Most of my negs are exposed ok, so printing isn't much of a problem, but lately I have been working on those color negs, which can be a real *****, because they often just don't translate well (I will have to look into that panalure paper tho), and this one photo (b/w neg) I needed for a film my boyfriend is working on where I needed a rock star pic to place on a fake Life magazine cover, and when we took the shots of our actor on stage we had the spotlight on full blast, so it was super contrasty and totally washed his face out.  It was late, we'd been filming all day and didn't even think about using the spot on a lower power.  I spent hours burning and dodging that thing so we could see a face, and eventually just turned it over to our friend who is making the magazine to photoshop it the rest of the way...


----------



## motcon (Jul 23, 2003)

my pleasure, oriecat. 

i couldn't even begin to tell you how many times i 'quit'. with the slam of the door and a 'f**k it', i'd leave the darkroom with 7 trash prints on the floor, 2 in the wash, one in the fix, negative still in tray, safe lights still on, music still playing, and selenium toner in a tray letting of its fumes.
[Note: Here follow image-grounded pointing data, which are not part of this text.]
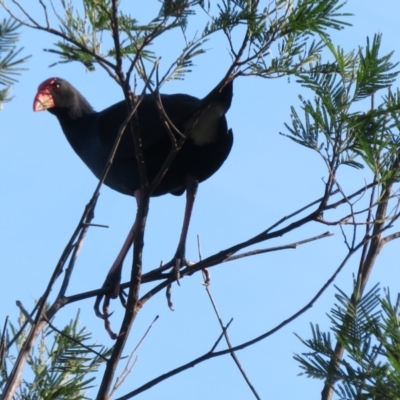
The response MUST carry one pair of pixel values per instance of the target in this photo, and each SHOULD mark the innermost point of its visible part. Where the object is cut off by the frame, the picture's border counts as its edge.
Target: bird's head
(58, 94)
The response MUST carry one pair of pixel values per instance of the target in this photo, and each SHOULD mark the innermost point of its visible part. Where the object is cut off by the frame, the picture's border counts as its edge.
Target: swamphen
(92, 134)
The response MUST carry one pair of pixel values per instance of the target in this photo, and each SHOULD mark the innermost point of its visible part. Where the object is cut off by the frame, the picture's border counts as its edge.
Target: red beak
(43, 100)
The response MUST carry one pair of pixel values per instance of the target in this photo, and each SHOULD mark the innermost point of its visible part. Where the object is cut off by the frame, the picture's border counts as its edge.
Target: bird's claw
(112, 281)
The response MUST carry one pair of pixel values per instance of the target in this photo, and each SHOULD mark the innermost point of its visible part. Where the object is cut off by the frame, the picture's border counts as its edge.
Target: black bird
(92, 134)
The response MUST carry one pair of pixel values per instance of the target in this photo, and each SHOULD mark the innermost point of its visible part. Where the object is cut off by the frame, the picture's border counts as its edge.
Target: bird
(92, 134)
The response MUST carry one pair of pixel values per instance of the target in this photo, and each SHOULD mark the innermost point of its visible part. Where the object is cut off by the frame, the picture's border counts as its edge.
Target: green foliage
(89, 37)
(9, 61)
(335, 123)
(62, 364)
(369, 331)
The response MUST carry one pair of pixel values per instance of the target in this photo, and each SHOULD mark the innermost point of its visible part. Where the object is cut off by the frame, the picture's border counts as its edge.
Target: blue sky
(45, 186)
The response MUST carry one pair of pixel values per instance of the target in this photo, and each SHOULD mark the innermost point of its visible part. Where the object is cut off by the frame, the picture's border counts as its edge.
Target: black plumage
(92, 135)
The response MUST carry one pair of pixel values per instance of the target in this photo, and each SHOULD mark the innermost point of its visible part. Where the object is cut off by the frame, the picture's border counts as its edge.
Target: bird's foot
(103, 300)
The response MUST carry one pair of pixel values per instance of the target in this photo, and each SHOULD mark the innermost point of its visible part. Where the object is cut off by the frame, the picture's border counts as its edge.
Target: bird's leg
(191, 191)
(114, 274)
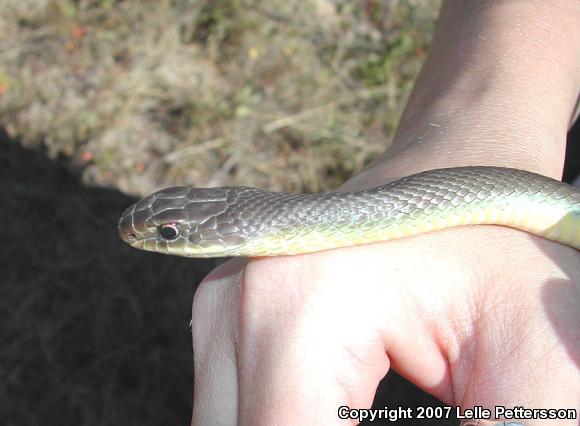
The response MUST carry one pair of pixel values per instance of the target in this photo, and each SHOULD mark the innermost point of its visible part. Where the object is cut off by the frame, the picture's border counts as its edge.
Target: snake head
(182, 221)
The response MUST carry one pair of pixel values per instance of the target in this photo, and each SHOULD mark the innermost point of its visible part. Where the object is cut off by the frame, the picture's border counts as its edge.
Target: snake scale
(242, 221)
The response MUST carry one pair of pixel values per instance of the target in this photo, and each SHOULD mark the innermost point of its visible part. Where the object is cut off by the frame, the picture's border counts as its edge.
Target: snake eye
(169, 231)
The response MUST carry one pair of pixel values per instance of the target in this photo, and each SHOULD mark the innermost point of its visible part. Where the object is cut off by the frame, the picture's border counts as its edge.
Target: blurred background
(103, 101)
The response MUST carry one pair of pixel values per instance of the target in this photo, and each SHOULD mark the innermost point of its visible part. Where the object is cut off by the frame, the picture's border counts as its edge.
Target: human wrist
(499, 88)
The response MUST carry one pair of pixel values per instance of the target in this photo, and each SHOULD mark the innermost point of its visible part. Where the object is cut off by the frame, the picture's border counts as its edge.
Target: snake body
(242, 221)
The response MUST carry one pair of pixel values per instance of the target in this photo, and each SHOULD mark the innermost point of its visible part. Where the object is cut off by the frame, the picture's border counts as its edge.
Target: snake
(245, 221)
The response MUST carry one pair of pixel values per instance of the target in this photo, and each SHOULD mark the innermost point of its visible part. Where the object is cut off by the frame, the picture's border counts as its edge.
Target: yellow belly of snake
(241, 221)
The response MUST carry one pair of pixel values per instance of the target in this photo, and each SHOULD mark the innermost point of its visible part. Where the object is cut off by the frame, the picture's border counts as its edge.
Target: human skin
(477, 315)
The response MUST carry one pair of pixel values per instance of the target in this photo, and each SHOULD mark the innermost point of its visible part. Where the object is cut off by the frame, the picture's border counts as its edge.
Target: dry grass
(288, 95)
(134, 95)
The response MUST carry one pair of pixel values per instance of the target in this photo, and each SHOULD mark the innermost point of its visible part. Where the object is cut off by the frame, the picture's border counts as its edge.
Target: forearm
(499, 87)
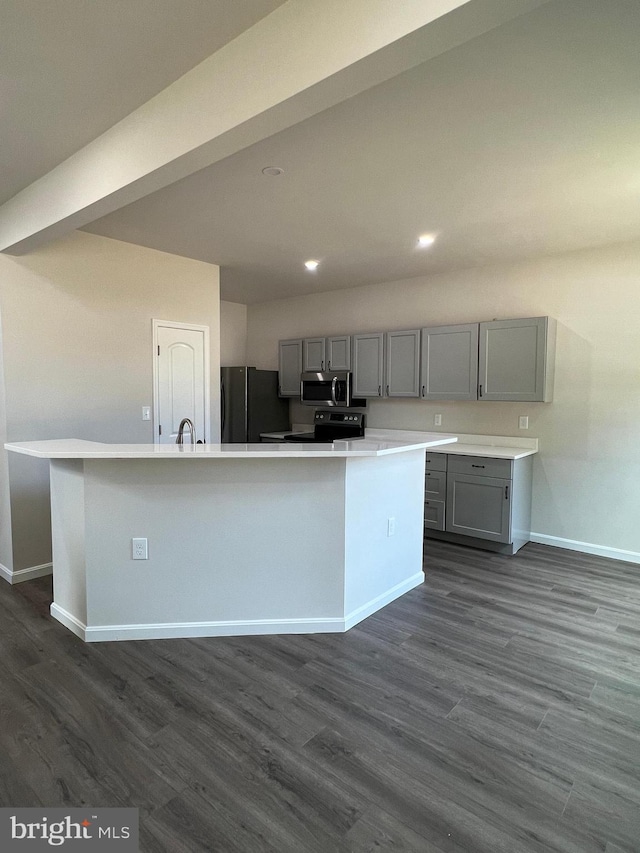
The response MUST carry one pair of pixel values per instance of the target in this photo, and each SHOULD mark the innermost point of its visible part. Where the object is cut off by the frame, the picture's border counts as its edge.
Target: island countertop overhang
(71, 448)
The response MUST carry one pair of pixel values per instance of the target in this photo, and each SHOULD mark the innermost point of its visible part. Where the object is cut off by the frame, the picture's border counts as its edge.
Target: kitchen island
(242, 538)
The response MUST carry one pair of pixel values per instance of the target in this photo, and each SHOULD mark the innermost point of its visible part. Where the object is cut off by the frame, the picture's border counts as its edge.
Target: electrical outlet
(139, 549)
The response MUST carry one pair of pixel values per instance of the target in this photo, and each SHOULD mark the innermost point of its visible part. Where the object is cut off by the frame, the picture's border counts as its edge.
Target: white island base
(254, 542)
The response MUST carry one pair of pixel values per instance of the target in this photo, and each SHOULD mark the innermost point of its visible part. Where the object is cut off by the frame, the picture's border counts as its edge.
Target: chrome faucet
(186, 422)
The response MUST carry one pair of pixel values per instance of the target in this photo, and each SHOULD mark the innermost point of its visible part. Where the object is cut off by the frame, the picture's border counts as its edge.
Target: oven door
(325, 389)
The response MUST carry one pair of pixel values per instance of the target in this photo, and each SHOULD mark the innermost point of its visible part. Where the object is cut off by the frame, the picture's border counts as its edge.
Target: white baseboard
(586, 547)
(382, 600)
(175, 630)
(69, 621)
(25, 574)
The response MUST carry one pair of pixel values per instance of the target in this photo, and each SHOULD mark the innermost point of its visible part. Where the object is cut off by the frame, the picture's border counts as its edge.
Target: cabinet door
(513, 360)
(403, 364)
(339, 353)
(289, 368)
(368, 363)
(449, 364)
(435, 485)
(434, 515)
(313, 354)
(479, 506)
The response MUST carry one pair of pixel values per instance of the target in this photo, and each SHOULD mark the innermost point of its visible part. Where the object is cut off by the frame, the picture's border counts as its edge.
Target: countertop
(71, 448)
(490, 446)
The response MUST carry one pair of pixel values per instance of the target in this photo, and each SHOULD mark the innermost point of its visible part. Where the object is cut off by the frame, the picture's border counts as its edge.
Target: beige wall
(233, 334)
(587, 474)
(77, 355)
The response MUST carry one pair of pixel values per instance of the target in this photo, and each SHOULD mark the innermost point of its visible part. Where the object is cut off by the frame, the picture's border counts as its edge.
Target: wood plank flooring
(496, 708)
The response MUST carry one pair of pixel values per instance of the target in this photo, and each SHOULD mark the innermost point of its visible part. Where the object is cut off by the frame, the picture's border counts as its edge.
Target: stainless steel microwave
(332, 388)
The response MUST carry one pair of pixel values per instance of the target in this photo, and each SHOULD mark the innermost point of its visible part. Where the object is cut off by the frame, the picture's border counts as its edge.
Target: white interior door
(181, 359)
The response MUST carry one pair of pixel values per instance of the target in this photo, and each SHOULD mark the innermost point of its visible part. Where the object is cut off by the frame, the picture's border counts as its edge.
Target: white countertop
(490, 446)
(71, 448)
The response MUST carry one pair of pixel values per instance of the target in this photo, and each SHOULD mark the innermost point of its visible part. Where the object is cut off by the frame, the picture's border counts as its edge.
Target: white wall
(587, 474)
(233, 334)
(77, 355)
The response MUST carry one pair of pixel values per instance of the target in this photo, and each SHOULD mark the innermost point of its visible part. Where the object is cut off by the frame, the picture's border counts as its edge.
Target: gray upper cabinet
(449, 364)
(314, 354)
(516, 360)
(327, 353)
(339, 352)
(368, 364)
(403, 363)
(289, 367)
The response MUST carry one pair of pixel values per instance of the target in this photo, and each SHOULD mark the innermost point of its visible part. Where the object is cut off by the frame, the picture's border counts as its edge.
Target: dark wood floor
(496, 708)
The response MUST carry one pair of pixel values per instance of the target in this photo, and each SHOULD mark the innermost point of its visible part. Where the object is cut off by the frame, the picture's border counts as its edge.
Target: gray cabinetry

...but i'll be damned if a negative that i cared for since its birth will get the best of me.


wow; i feel better now, too.


----------



## motcon (Jul 23, 2003)

o, almost forgot....


the neg that was a wee bit difficult (highlights blown out). have you ever tried split grade printing? many moons ago when i first tried the technique, i violently danced in my darkroom. it's very freeing and would help w/that neg.


----------



## oriecat (Aug 2, 2003)

I keep meaning to look this up (split grade printing) but I keep forgetting and now I need to run off to my gallery sitting.  Could you give me a quick run down so I know a little something before I forget about it entirely?

 :? 8)


----------



## motcon (Aug 2, 2003)

you've been pm'ed.


----------



## ksmattfish (Aug 25, 2003)

"I see other people around me pounding out prints like crazy and I wonder what my problem is."

If the point is making a lot of prints conveniently, then you'd be doing it digitally.  

I think that working deliberately and slowly and demanding the most out of your own work is a good thing.  It seemed like I was able to really crank out prints when I first started, but the more I learned, the pickier I got with my own work, and that really slowed me down.  

Of course, it's also important to occasionally allow yourself to be satisfied.  I was printing family vacation prints last night, and I had to keep reminding myself that what was probably most important was that everyone actually get a set of prints rather than eventually get each print perfected.


----------